Приехали три женщины, бледный и высокий, с пробивающимся над розовыми влажными губами темным пушком подросток и двое мужчин. Видимо, старшим среди них был невысокий, на ногу быстрый, прикладистый какой-то черныш. Чернявый — назвал его Коршак для себя. Второй — повыше, бесцветный, держался чуть поодаль. У Чернявого было старое при таком молодом, почти юношеском теле лицо, морщинистое, с твердыми, цепкими глазами. Женщины все были похожие, почти не отличались друг от друга возрастом. Только одно вначале уловил Коршак, что подросток — сын одной из них и что женщины — сестры. И он сразу почувствовал себя чужим в этом доме.
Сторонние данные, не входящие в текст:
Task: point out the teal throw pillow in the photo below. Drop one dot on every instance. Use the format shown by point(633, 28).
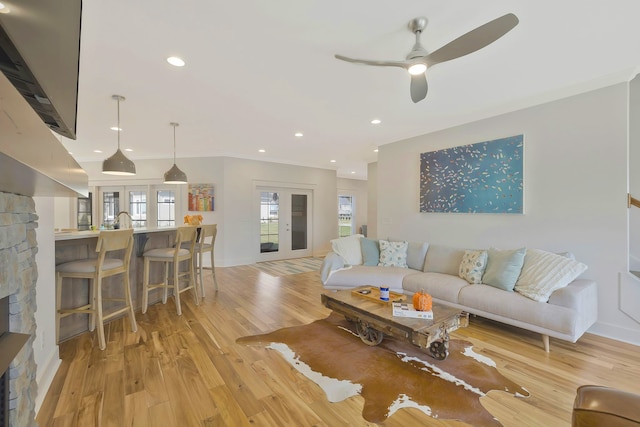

Нет, ему ничего не говорили, не выясняли у него ничего относительно его дальнейших планов, но он чувствовал, что эти люди вроде бы ждут, когда он заговорит сам. А он молчал, молчал потому, что ждал возможности уйти к себе и сесть за рабочий стол.
Убирали со стола приезжие женщины, деловито и бесшумно. И когда остались только свои, снова накрыли стол — часть его, ту самую, что хорошо была знакома Коршаку. Тут только дрогнуло в нем что-то; сама манера накрывать часть стола, так же аккуратно и большими кусками нарезать хлеб и так же класть ложки — перед каждым, кто должен сесть за стол, — сказало ему: это одна семья, и что бы там ни было, что бы ни происходило между ними за долгие годы их родства, три эти женщины — ее дочери, а мужики — зятья, а подросток, который в это время уже спал на диванчике в горнице, — ее внук. А он чужой здесь, и кончилась — вместе с жизнью Хозяйки — какая-то часть его жизни.